THE MONROE DOCTRINE

Metternich hesitated. Personally he would have been willing to risk the displeasure of the United States (which had allowed both its army and navy to fall into neglect since the end of the Anglo-American war of the year 1812.) But Canning’s threatening attitude and trouble on the continent forced him to be careful. The expedition never took place and South America and Mexico gained their independence.

As for the troubles on the continent of Europe, they were coming fast and furious. The Holy Alliance had sent French troops to Spain to act as guardians of the peace in the year 1820. Austrian troops had been used for a similar purpose in Italy when the “Carbonari” (the secret society of the Charcoal Burners) were making propaganda for a united Italy and had caused a rebellion against the unspeakable Ferdinand of Naples.

Bad news also came from Russia where the death of Alexander had been the sign for a revolutionary outbreak in St. Petersburg, a short but bloody upheaval, the so-called Dekaberist revolt (because it took place in December,) which ended with the hanging of a large number of good patriots who had been disgusted by the reaction of Alexander’s last years and had tried to give Russia a constitutional form of government.

But worse was to follow. Metternich had tried to assure himself of the continued support of the European courts by a series of conferences at Aix-la-Chapelle, at Troppau, at Laibach, and finally at Verona. The delegates from the different powers duly travelled to these agreeable watering places where the Austrian prime minister used to spend his summers. They always promised to do their best to suppress revolt but they were none too certain of their success. The spirit of the people was beginning to be ugly and especially in France the position of the king was by no means satisfactory.
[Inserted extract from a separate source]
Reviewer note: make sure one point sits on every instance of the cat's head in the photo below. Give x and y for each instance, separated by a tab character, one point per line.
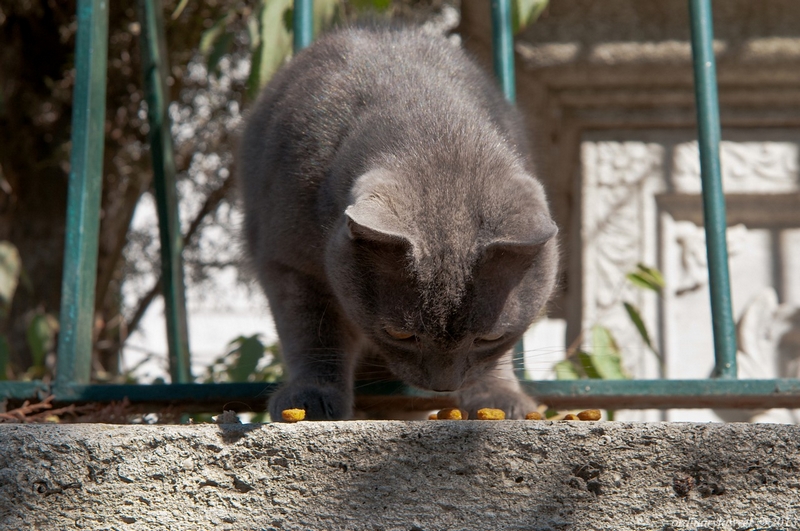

The real trouble however began in the Balkans, the gate-way to western Europe through which the invaders of that continent had passed since the beginning of time. The first outbreak was in Moldavia, the ancient Roman province of Dacia which had been cut off from the Empire in the third century. Since then, it had been a lost land, a sort of Atlantis, where the people had continued to speak the old Roman tongue and still called themselves Romans and their country Roumania. Here in the year 1821, a young Greek, Prince Alexander Ypsilanti, began a revolt against the Turks. He told his followers that they could count upon the support of Russia. But Metternich’s fast couriers were soon on their way to St. Petersburg and the Tsar, entirely persuaded by the Austrian arguments in favor of “peace and stability,” refused to help. Ypsilanti was forced to flee to Austria where he spent the next seven years in prison.

In the same year, 1821, trouble began in Greece. Since 1815 a secret society of Greek patriots had been preparing the way for a revolt. Suddenly they hoisted the flag of independence in the Morea (the ancient Peloponnesus) and drove the Turkish garrisons away. The Turks answered in the usual fashion. They took the Greek Patriarch of Constantinople, who was regarded as their Pope both by the Greeks and by many Russians, and they hanged him on Easter Sunday of the year 1821, together with a number of his bishops. The Greeks came back with a massacre of all the Mohammedans in Tripolitsa, the capital of the Morea and the Turks retaliated by an attack upon the island of Chios, where they murdered 25,000 Christians and sold 45,000 others as slaves into Asia and Egypt.